アクティブリンク株式会社(本社:奈良県奈良市、代表取締役社長:藤本弘道)は、総合物流業を営む株式会社辰巳商會(大阪市)と共同で、物流現場などにおける荷役作業(重量物の上げ下ろし動作)での身体負担を軽減する補助器具「アシストスーツAWN-02」(以下、AWN-02)を開発しました。機器開発はアクティブリンク、現場での評価実証を辰巳商會が担当しました。AWN-02は、研究用パワーローダー(TM)ライト(PLL-01)から体幹の曲げ伸ばしを補助する機能を取り出した試作機で、体幹の動きを位置センサで検出し、動作意図に合わせて腰部のモータを回転させることで、荷役作業時の腰への負担を軽減するものです。

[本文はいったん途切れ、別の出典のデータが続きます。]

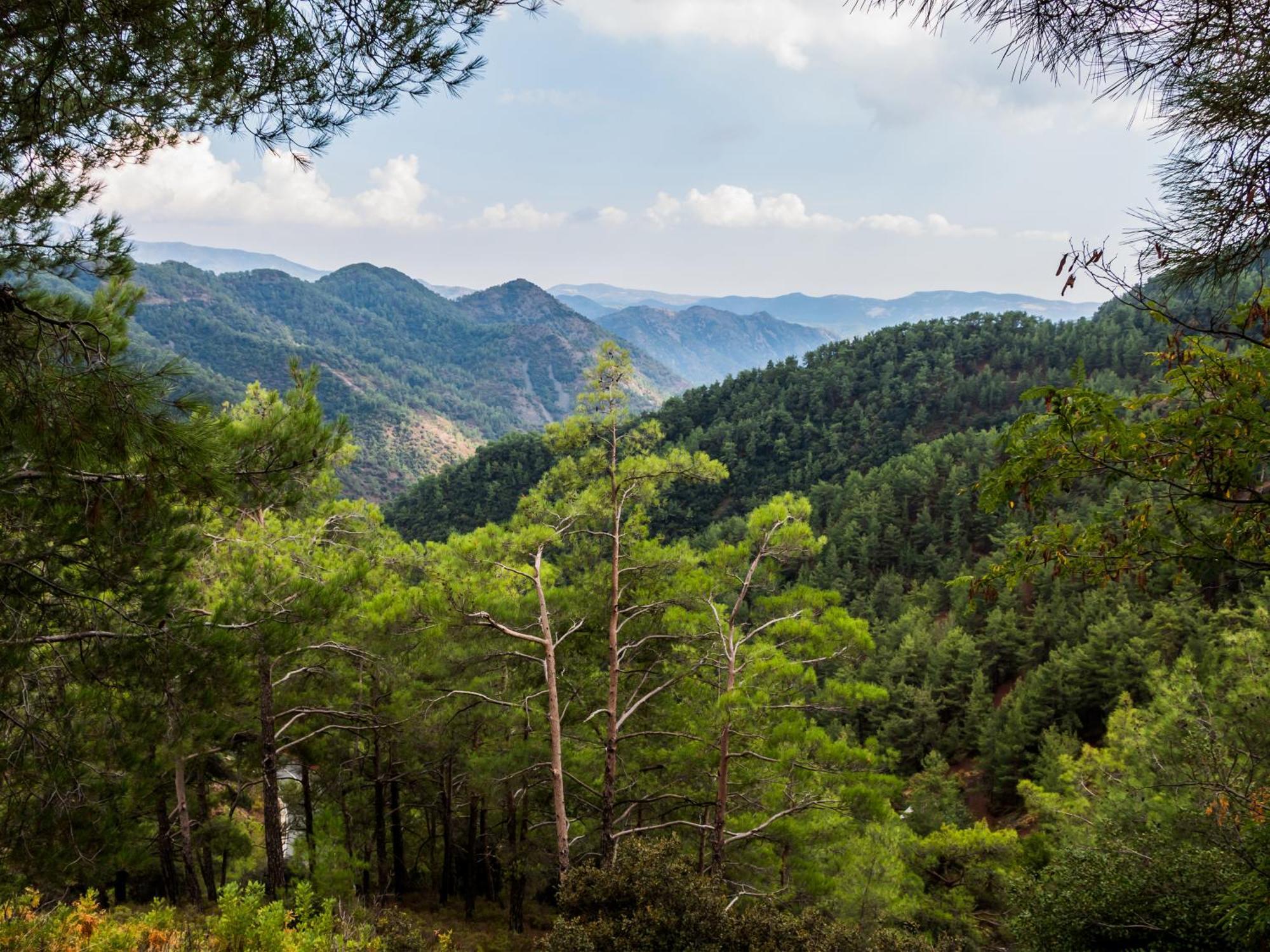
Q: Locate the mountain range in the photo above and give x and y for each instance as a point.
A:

PLL-01では、腰や脚部などの動作補助のために、腰、ひざ、足首などの複数箇所にモータを配置しています。これは、重作業を支援する上半身部のアシストアームと対象重量物の合計40kg分を支えた上で動作することを想定したものであり、装置の重量やコスト面に課題がありました。新開発のAWN-02では、腰部負担の軽減に特化し、モータの数を左右の腰付近の合計2個に減らすことでコストダウンを実現しています。設計を大幅に見直し、重量も7kg台(バッテリーを除く)に軽量化しました。さらに、荷物の持ち上げを補助するモードや、上体を保持して荷物の搬送を補助するモードなど、腰部の位置センサで検出した姿勢や動きから、自動で動作モードを切り替えるアルゴリズムを新規で開発しました。使用者がスイッチ操作することなく、作業に追従してAWN-02のアシストモードが切り替わります。

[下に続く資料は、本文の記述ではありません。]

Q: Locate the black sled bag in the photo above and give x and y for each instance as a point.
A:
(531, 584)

アクティブリンクは昨年の夏から、辰巳商會の協力のもと大阪港物流倉庫で荷役作業者へのヒアリングや実証試験などを実施し、AWN-02の機能を向上させてまいりました。実験室での理想的な荷物の上げ下ろし作業においては、腰の負担を軽減するだけでなく、作業効率の改善効果も確認しております。

今後は、本開発品をベースに、労働負担の軽減だけでなく作業効率が求められる物流や農業、工場などの分野で用途開発を進め、2015年度中に量産を開始する予定です。農業分野では、2014年9月より福井県内の農家と連携した実証実験を開始します。本実証試験は、農林水産省 平成26年度農業界と経済界の連携による先端モデル農業確立実証事業の支援をいただいております。

製品の販売は、三井物産株式会社、パナソニック株式会社を通じて行う予定で、レンタルやリースも含めて広く社会で使用いただける方法を検討しています。